Become a MacRumors Supporter for $50/year with no ads, ability to filter front page stories, and private forums.

mi7chy

macrumors G4
Oct 24, 2014
10,619
11,292
Why remove the comparison?


His completion time on an overclocked 4080 Super is lower than my stock 4080 Super at 52% (165W vs default 320W) power limit but I see he has OBS and other apps running which may impact rendering time. Also, his relative speed bars are off.

Monster Under the Bed (mine 16.7secs vs his 22secs)
MonsterUnderTheBed165W.png


Lone Monk (mine 1min 54secs vs his 1min 58secs)
LoneMonk165W.png
 

innerproduct

macrumors regular
Jun 21, 2021
222
353
He didn’t use optix for rendering. How is it even possible to be so ignorant and still work with 3d? So all his results are totally irrelevant
 

crazy dave

macrumors 65816
Sep 9, 2010
1,450
1,219
M4 Max 3s faster than desktop 4070 Super in Blender Classroom with Optix.

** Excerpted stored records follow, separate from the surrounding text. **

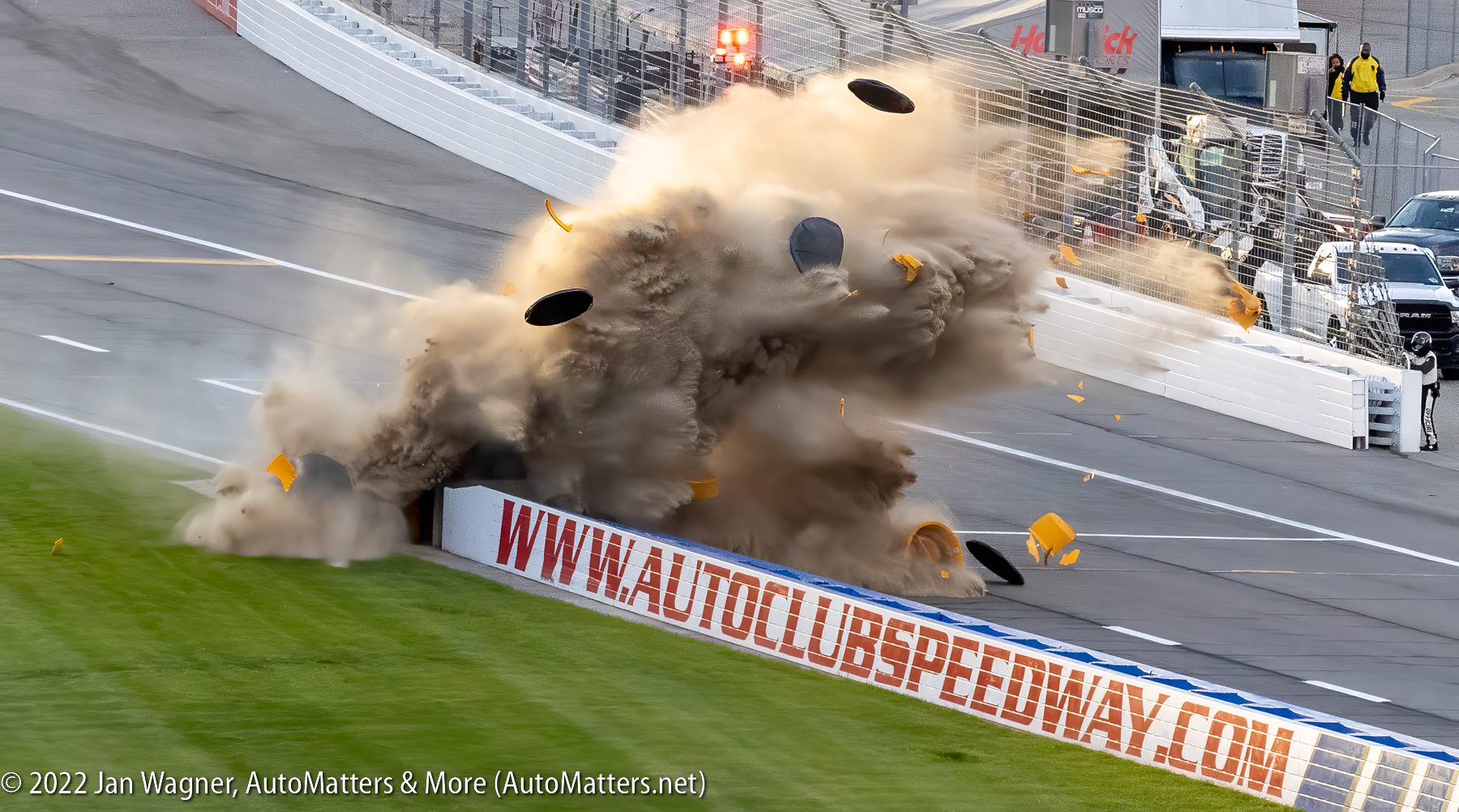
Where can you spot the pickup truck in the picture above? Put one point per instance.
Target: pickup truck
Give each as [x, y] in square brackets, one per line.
[1322, 306]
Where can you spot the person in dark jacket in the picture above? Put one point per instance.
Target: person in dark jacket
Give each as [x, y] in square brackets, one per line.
[1337, 91]
[1366, 87]
[1422, 359]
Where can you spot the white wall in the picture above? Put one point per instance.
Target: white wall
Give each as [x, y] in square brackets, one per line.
[1023, 681]
[481, 131]
[1207, 362]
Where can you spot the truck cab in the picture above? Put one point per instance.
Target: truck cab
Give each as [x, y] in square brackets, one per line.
[1324, 301]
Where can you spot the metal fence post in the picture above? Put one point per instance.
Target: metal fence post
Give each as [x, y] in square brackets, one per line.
[524, 21]
[1289, 246]
[467, 19]
[584, 50]
[680, 67]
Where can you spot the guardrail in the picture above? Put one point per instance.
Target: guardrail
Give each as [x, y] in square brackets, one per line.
[1189, 726]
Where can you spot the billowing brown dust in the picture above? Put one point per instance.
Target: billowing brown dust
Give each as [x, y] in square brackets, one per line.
[705, 355]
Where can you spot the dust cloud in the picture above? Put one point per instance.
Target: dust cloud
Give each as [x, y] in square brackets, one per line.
[705, 356]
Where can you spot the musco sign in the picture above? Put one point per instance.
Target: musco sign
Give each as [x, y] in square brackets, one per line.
[992, 673]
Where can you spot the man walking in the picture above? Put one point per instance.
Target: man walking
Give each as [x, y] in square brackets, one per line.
[1366, 88]
[1422, 359]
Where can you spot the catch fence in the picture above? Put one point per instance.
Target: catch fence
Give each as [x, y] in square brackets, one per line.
[1109, 173]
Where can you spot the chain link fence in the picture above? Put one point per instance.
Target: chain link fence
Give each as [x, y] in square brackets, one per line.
[1108, 173]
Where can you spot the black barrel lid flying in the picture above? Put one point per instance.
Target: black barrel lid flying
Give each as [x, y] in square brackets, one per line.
[879, 95]
[559, 306]
[816, 242]
[995, 562]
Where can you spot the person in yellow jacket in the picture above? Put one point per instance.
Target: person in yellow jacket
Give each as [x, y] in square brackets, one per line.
[1335, 91]
[1364, 88]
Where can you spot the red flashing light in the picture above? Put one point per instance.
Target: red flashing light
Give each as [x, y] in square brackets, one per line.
[731, 47]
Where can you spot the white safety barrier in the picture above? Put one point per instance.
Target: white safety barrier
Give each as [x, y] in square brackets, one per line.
[1167, 350]
[1189, 726]
[447, 116]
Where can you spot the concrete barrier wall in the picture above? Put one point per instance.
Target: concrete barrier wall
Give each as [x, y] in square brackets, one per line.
[1170, 352]
[474, 129]
[1261, 746]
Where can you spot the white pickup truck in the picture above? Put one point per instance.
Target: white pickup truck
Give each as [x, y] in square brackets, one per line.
[1320, 302]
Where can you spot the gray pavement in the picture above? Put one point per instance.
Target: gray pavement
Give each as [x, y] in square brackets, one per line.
[187, 129]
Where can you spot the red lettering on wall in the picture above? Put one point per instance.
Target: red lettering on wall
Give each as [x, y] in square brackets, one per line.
[762, 623]
[1030, 43]
[860, 652]
[517, 536]
[988, 680]
[1109, 717]
[1225, 771]
[1067, 700]
[1174, 755]
[956, 669]
[607, 562]
[649, 579]
[1265, 768]
[793, 620]
[674, 569]
[817, 629]
[715, 573]
[562, 545]
[928, 658]
[1028, 673]
[1138, 719]
[895, 652]
[744, 589]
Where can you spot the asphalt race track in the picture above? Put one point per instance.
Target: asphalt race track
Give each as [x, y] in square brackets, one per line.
[1234, 553]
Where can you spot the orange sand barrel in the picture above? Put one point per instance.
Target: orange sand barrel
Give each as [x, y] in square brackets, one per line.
[935, 543]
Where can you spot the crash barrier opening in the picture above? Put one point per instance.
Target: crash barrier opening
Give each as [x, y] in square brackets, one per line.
[1256, 746]
[1108, 168]
[225, 11]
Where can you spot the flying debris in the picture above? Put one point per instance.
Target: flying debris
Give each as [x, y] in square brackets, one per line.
[1048, 536]
[909, 263]
[879, 95]
[995, 562]
[934, 541]
[280, 467]
[556, 219]
[321, 476]
[816, 242]
[559, 306]
[1243, 308]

View attachment 2450949 View attachment 2450950
Since in Blender's aggregate score the Max matches the regular 4070, I'm assuming the 4070 Super pulls ahead in the other scenes? Is it pulling ahead in the smaller or larger scenes I wonder ... it's such a pity they only report the aggregate scores on Open Data. Also, I'd love to see the results for something like the Moana scene ...

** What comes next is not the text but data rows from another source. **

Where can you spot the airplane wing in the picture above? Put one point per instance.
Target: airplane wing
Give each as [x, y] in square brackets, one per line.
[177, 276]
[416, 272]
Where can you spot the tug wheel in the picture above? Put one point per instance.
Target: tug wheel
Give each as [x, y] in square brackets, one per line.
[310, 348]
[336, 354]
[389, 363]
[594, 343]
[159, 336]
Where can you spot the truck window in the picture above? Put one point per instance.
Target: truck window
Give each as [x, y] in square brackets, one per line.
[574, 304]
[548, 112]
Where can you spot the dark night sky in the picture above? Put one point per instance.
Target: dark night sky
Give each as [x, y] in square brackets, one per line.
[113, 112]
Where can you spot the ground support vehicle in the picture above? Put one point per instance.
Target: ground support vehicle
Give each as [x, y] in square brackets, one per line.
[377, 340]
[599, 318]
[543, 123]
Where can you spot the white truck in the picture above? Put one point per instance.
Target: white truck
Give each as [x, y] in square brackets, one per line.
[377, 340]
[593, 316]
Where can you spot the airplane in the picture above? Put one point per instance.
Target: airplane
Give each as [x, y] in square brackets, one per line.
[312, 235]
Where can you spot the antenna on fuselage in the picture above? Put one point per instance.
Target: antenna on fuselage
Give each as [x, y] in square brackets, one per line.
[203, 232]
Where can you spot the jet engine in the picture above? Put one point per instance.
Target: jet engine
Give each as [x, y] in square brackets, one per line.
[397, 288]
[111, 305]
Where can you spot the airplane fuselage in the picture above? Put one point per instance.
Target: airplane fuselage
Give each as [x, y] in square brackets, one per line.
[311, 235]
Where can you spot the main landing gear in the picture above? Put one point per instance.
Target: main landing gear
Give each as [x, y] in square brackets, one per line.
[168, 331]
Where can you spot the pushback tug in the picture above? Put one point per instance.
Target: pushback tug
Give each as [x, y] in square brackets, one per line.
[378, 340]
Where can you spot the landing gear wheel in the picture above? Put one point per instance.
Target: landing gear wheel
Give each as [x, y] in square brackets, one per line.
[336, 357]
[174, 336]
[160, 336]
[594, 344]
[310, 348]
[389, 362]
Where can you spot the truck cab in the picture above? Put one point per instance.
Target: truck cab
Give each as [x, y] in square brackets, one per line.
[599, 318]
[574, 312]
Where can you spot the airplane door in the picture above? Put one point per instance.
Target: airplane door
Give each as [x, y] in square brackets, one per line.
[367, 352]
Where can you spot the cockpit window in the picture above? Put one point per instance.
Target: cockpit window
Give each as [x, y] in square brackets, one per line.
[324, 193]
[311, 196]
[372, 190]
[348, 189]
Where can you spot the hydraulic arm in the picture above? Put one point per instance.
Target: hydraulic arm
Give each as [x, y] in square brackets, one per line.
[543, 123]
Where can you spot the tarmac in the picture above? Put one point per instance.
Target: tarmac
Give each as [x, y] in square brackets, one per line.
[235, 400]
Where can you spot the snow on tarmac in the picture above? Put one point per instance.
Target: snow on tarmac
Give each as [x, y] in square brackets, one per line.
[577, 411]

That's the thing, Apple's RAM upgrades are expensive (though better now that the base 16GB), but VRAM in the PC world, especially beyond 24GB is much, much worse. This is where Apple's approach really shines. When it comes to VRAM/bandwidth (above 24GB), Apple is actually the cost effective solution ... feels weird man to write that :). Hopefully that results in price pressure on Nvidia in particular to bring its workstation GPU prices down or increase max RAM on its consumer GPUs, but that may be unlikely given Nvidia's overall market dominance.

==============================

The die area devoted to the GPU is sometimes why I've seen people, only half-jokingly, refer to the Max and Ultra as a GPU with an integrated CPU ;).

The M3 Max has about 92 billion transistors and the GPU is roughly 36% of that, for about 33 billion transistors. The M4 Max is likely bigger and thus the GPU, in terms of raw transistor count, is likely quite a bit bigger than the 3090 (of course how you use those transistors is even more important).


Don't get me wrong, it's still very impressive! The 3090 packs more SMs at similar/slightly higher clocks (and thus has more raw TFLOPs).

One thing I didn't make clear in my original post: even if you compare Apple with say the desktop 4070 whose stats are more comparable to the M3/M4 Max being on TSMC 4N rather than Samsung 8 ... why is Nvidia able to seemingly fit more shader cores/SMs per transistor than Apple and how does that relate to TFLOPs and so forth? Nvidia is able to fit 46 SMs in 36 billion transistors (which also includes IO and tensor cores, the first of which I didn't include in the above for the M3 Max and the other Apple doesn't have .. oh and I didn't include the transistors for the huge 48MB SLC cache which the Apple GPU takes advantage of but doesn't have an analog on the Nvidia GPU) compared to 40 Cores in 33 billion for the M3 Max (and presumably more transistors for the M4 Max).

I'm glad you asked! :)

So Nvidia in the last few generations reports 128 FP32 shader cores per SM, but, unlike Apple, Nvidia actually has 2 FP32 pipes per individual compute subunit, one of which can double as a INT32 pipe. Apple does not. So when Apple reports 128 FP32 shader units per Core, that includes 128 of all the other pipes as well (Integer, FP16, Complex, etc ...). This means Apple's cores are going to be bigger than Nvidia's SMs even though SMs also include 4 Tensor cores. Further, because of the way the pipes work, Nvidia GPUs are not always going to be able to take advantage of the extra FP32 pipe - like if they have integer work to do or not enough parallel FP32 work within the subunit.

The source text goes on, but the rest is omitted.